Kalıcılığı bende yüksek olmadı. Bu durum da benim tenimde genellikle hiç bir parfümün kalıcı olmamasına bağlayabiliriz. Onun için buradaki kalıcılık değerlendirmelerim size aynen uyacak diye düşünmeyin. Bu durumu da göz önünde bulundurun bence. Farkedilirlik ilk bir saat gayet iyi. Daha sonra azalıyor. Ben daha güçlü bir yapısının olacağını düşünüyordum. Sanırım benim tenimde pek olmadı. Kullanım dönemi olarak dört mevsime de uyacaktır. Fakat siz yine de yaz sıcaklarında çok fazla sıkmayın. Ne olur ne olmaz.

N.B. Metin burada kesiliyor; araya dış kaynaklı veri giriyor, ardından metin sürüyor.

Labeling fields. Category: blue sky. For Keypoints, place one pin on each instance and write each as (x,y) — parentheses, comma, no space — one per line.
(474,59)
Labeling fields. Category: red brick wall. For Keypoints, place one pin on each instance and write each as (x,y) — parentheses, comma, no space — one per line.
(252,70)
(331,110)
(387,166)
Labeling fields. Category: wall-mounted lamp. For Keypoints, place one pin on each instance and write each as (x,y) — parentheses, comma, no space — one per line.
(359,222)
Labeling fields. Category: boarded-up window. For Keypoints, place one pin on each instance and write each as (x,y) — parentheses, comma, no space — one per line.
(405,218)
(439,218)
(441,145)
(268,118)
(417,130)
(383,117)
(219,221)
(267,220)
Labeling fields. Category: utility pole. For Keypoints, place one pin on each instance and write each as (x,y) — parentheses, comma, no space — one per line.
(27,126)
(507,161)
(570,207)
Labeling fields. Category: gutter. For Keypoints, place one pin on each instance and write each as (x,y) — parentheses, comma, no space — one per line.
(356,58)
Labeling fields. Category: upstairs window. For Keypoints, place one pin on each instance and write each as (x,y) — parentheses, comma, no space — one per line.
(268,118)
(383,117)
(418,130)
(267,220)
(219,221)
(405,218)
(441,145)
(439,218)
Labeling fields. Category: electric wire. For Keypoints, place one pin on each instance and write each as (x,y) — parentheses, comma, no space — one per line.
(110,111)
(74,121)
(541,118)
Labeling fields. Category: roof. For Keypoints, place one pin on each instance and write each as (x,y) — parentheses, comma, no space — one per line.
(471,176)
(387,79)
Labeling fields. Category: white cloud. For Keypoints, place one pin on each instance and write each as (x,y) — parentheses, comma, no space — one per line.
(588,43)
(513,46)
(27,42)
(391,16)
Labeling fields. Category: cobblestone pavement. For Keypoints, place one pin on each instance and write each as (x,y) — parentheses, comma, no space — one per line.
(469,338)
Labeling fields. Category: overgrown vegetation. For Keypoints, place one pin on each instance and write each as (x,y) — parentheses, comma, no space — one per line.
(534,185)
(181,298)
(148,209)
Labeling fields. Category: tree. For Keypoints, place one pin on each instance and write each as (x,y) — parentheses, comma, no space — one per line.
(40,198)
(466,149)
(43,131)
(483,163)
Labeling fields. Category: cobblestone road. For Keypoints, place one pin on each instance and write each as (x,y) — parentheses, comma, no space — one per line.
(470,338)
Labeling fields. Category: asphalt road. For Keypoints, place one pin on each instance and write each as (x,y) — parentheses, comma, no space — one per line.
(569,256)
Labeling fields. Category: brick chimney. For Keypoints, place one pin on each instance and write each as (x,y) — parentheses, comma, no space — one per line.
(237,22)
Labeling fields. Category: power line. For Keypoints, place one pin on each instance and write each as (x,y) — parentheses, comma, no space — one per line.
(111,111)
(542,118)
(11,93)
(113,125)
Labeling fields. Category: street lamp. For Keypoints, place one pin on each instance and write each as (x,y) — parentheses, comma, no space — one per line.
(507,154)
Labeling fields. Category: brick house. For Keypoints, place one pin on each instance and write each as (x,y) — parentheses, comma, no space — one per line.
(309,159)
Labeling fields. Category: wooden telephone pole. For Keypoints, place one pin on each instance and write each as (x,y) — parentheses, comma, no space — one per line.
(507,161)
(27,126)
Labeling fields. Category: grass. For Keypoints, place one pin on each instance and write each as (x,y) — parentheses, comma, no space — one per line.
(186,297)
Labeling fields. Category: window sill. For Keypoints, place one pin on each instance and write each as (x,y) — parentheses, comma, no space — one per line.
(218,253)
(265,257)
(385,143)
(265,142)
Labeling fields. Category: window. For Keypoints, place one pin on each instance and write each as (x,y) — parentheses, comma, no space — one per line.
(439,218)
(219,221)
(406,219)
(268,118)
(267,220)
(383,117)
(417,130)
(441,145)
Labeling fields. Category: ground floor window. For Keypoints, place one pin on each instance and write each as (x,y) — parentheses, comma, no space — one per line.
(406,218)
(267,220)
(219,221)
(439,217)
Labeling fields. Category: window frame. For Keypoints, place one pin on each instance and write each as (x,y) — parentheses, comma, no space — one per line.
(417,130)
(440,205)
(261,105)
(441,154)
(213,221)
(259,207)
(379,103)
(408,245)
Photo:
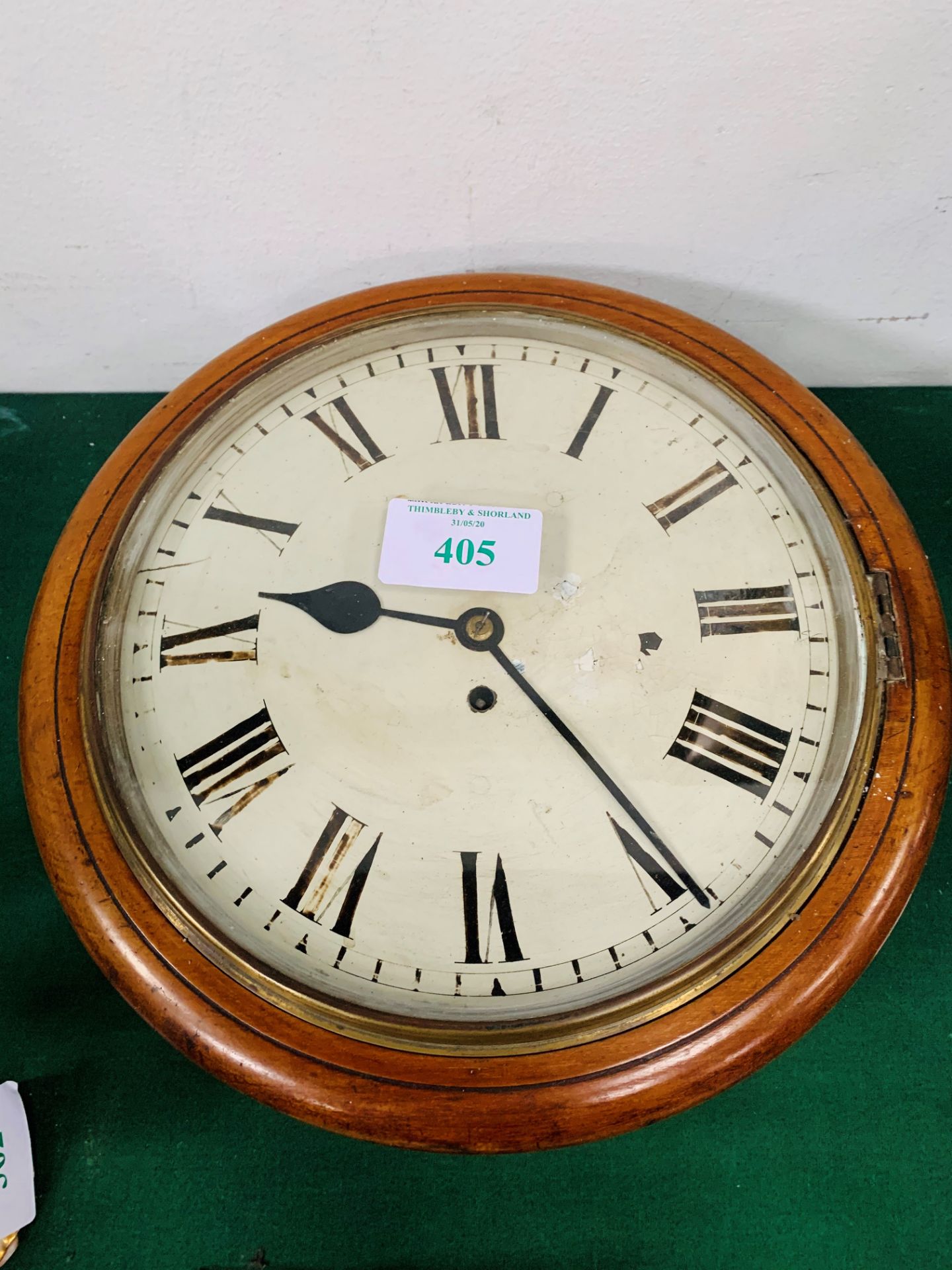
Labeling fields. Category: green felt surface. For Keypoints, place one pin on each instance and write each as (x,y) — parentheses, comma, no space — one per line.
(836,1155)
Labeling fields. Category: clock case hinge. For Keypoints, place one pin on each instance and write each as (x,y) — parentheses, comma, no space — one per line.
(890,666)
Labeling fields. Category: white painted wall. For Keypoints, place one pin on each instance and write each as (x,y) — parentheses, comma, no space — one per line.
(177,175)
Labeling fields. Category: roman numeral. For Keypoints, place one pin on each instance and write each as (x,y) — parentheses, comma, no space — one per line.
(499,906)
(311,894)
(731,745)
(220,632)
(370,454)
(746,611)
(218,770)
(481,422)
(263,524)
(688,498)
(589,422)
(640,859)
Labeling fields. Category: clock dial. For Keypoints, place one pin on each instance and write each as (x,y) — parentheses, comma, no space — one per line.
(463,807)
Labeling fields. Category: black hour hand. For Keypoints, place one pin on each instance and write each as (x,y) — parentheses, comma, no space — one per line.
(343,607)
(346,607)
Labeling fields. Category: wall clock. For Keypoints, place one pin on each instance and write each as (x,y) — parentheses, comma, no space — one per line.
(466,867)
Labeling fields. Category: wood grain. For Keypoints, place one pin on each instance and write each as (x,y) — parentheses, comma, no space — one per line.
(507,1103)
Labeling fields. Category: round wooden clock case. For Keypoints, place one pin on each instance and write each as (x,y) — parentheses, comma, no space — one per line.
(580,1076)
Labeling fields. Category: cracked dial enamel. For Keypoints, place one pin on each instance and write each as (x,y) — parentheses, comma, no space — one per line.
(473,807)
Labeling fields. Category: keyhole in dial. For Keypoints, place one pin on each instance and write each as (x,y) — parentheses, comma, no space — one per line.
(481,698)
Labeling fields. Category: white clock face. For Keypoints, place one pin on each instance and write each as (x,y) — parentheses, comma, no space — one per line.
(597,786)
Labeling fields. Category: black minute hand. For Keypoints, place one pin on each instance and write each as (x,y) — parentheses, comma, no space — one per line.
(625,803)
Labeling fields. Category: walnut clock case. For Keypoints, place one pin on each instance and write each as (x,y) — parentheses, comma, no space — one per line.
(467,870)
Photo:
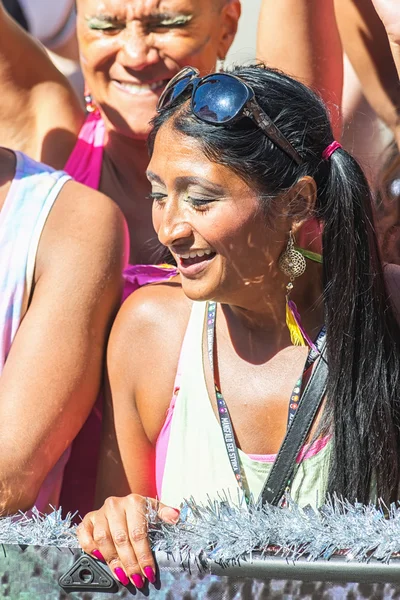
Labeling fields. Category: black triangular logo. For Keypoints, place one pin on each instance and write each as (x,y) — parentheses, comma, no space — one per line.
(86,574)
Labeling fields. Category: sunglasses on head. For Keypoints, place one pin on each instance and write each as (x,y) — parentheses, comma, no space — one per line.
(222,98)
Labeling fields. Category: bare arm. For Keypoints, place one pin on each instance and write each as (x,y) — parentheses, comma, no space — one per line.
(367,46)
(142,359)
(39,112)
(301,38)
(53,372)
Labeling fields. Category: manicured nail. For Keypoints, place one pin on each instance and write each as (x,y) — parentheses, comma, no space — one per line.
(97,554)
(138,581)
(148,571)
(120,573)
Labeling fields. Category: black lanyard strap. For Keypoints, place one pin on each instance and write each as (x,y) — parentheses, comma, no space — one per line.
(278,477)
(296,435)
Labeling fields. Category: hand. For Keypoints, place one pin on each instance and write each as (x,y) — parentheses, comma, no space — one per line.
(117,534)
(389,12)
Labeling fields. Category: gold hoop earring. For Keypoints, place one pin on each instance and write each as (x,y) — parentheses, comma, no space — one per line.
(221,65)
(293,264)
(89,104)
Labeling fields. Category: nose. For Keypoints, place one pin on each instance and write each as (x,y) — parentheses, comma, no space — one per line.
(172,227)
(137,50)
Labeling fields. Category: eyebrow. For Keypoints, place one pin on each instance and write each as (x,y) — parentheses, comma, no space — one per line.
(206,183)
(154,16)
(184,181)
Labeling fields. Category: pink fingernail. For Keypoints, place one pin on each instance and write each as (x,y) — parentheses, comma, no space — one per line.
(97,554)
(148,571)
(138,581)
(120,573)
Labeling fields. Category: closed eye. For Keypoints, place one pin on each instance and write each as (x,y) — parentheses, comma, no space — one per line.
(168,22)
(105,23)
(157,196)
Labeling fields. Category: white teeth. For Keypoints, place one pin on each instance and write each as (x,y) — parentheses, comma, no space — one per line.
(199,253)
(139,88)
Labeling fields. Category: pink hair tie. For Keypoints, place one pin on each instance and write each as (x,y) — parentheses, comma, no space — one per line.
(329,150)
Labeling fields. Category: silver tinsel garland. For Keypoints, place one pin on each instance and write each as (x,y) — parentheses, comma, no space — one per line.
(224,531)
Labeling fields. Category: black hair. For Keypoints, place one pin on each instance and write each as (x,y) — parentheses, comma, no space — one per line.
(362,409)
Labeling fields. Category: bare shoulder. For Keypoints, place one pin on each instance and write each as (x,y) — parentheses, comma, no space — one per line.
(154,317)
(86,226)
(392,277)
(144,349)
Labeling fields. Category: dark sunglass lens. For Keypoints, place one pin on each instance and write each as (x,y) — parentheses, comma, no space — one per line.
(219,98)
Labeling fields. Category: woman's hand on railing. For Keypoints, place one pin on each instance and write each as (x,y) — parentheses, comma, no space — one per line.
(117,534)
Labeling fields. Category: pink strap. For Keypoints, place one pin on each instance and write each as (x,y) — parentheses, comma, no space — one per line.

Olgun ve maço tarzını dikkate alırsak sanki 25 yaş ve üzerine daha çok yakışacaktır.

Artıları:
+ Harmanı zengin ve dolgun.
+ Alt notalarındaki deri kullanımı gayet başarılı.

Eksileri:
- Açılışı tahammül edilir gibi değil.
- Eskilerde kalmış kokusu.
- Salatalık ve benzin gibi kokmak istemeyeceğimi gayet iyi biliyoum.